ON ACOUSTIC REVERSIBILITY[87]

On the 21st and 22d of June, 1822, a commission, appointed by the Bureau des Longitudes of France, executed a celebrated series of experiments on the velocity of sound. Two stations had been chosen, the one at Villejuif, the other at Montlhéry, both lying south of Paris, and 11·6 miles distant from each other. Prony, Mathieu, and Arago were the observers at Villejuif, while Humboldt, Bouvard, and Gay-Lussac were at Montlhéry. Guns, charged sometimes with two pounds and sometimes with three pounds of powder, were fired at both stations, and the velocity was deduced from the interval between the appearance of the flash and the arrival of the sound.
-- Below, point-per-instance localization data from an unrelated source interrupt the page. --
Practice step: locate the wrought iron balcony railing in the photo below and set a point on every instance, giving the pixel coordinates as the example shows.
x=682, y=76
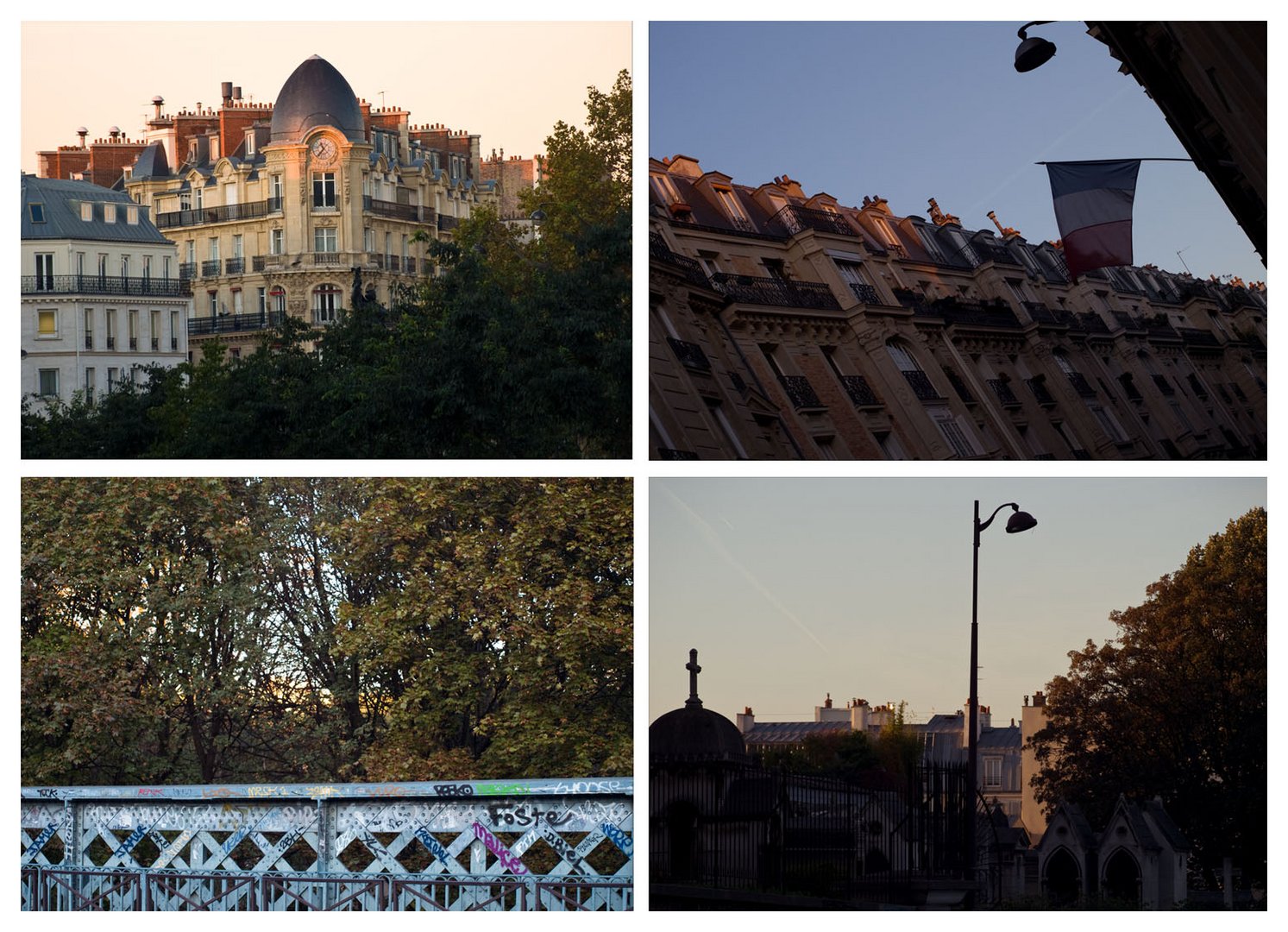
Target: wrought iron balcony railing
x=749, y=289
x=104, y=285
x=800, y=392
x=690, y=355
x=1040, y=391
x=1003, y=394
x=990, y=250
x=859, y=391
x=692, y=271
x=795, y=218
x=1163, y=384
x=229, y=324
x=222, y=214
x=990, y=313
x=1081, y=386
x=921, y=384
x=864, y=293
On this memorable occasion an observation was made which, as far as I know, has remained a scientific enigma to the present hour. It was noticed that while every report of the cannon fired at Montlhéry was heard with the greatest distinctness at Villejuif, by far the greater number of the reports from Villejuif failed to reach Montlhéry. Had wind existed, and had it blown from Montlhéry to Villejuif, it would have been recognized as the cause of the observed difference; but the air at the time was calm, the slight motion of translation actually existing being from Villejuif toward Montlhéry, or against the direction in which the sound was best heard.

So marked was the difference in transmissive power between the two directions, that on June 22d, while every shot fired at Montlhéry was heard à merveille at Villejuif, but one shot out of twelve fired at Villejuif was heard, and that feebly, at the other station.